A study of the impact of traffic type and node mobility on the performance of an IEEE 802.16 WiMAX
Mobile WiMAX is becoming an attractive solution for providing high-speed internet access in a cost-effective way to people living in both sparsely populated rural areas and densely populated urban areas. This popularity is a result of the flexibility, low-cost and user mobility offered by the technology. While WiMAX handoff and quality of service (QoS) provisioning have been explored by many network researchers, the effect of traffic type and node mobility on WiMAX has not been fully investigated yet.

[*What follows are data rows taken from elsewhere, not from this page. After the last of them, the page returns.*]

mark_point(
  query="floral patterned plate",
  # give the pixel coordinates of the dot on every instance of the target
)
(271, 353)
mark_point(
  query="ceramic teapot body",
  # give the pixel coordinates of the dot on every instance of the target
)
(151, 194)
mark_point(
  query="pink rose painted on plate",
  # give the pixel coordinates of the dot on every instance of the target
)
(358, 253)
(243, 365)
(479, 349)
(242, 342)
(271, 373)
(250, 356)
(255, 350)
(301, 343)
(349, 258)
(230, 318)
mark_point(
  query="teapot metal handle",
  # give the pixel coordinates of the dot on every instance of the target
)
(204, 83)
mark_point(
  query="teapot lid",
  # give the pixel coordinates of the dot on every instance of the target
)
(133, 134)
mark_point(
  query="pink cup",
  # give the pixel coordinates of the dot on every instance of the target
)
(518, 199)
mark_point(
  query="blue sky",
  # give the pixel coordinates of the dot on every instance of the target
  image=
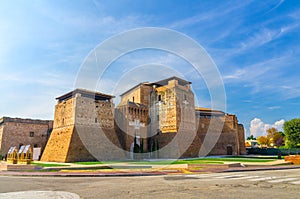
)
(255, 45)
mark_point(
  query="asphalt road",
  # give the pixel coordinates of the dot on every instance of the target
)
(255, 184)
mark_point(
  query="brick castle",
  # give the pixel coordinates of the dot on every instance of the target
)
(153, 120)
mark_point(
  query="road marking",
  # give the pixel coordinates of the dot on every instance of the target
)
(265, 178)
(230, 176)
(245, 177)
(295, 182)
(283, 180)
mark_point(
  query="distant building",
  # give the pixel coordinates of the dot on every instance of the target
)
(18, 132)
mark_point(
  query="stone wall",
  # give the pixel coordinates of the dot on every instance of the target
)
(16, 132)
(87, 136)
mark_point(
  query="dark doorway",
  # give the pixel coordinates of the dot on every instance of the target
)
(229, 150)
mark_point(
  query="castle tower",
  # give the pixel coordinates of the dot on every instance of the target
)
(83, 128)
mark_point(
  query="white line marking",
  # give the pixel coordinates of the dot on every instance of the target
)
(229, 177)
(296, 182)
(265, 178)
(242, 178)
(283, 180)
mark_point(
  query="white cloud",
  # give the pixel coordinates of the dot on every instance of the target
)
(259, 128)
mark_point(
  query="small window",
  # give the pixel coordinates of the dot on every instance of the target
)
(31, 134)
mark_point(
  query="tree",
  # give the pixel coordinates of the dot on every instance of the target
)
(292, 132)
(251, 137)
(263, 140)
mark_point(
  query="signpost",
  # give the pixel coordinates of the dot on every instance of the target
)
(12, 155)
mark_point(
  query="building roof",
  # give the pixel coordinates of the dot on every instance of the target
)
(208, 111)
(85, 93)
(165, 81)
(136, 86)
(159, 83)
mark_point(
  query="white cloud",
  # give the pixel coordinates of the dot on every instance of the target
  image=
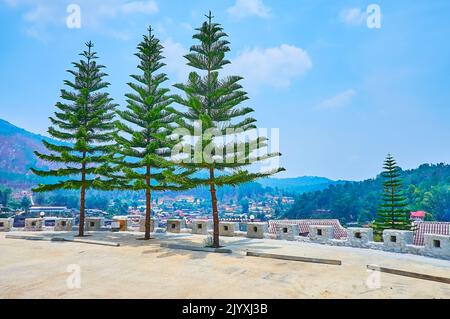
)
(245, 8)
(274, 67)
(40, 15)
(144, 7)
(340, 100)
(271, 67)
(353, 16)
(115, 8)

This thesis reports on an empirical study of the impact of traffic type, node mobility and handoff on the performance of a typical mobile WiMAX IEEE 802.16 network. It analyses WiMAX performance for small, medium and large network scenarios under FTP, HTTP, VoIP and Video conferencing traffic with varied node mobility (0~90km/h) through extensive simulation experiments. It is observed that both FTP and HTTP are satisfactorily transmitted regardless of the volume of traffic on the network. Packet delay of less than one second is maintained regardless of increased node speeds. Packet loss ratios for VoIP and Video conferencing are irregularly high and increase when the traffic volume of the network also increases. Another observation is that average throughput of Video conferencing and m-VoIP is decreased and packet loss ratio is irregularly increased causing loss of connection. When handoff is allowed, delays in all traffic types are slightly increased, average throughput is fairly increased and packet loss ratio is also fairly decreased. As expected, both FTP and HTTP traffic are transmitted well over WiMAX because they can tolerate a certain amount of delay. However, both m-VoIP and Video conferencing packets were not moderately transmitted over the network due to high packet loss. Finally, the impact of handoff on system performance is also investigated.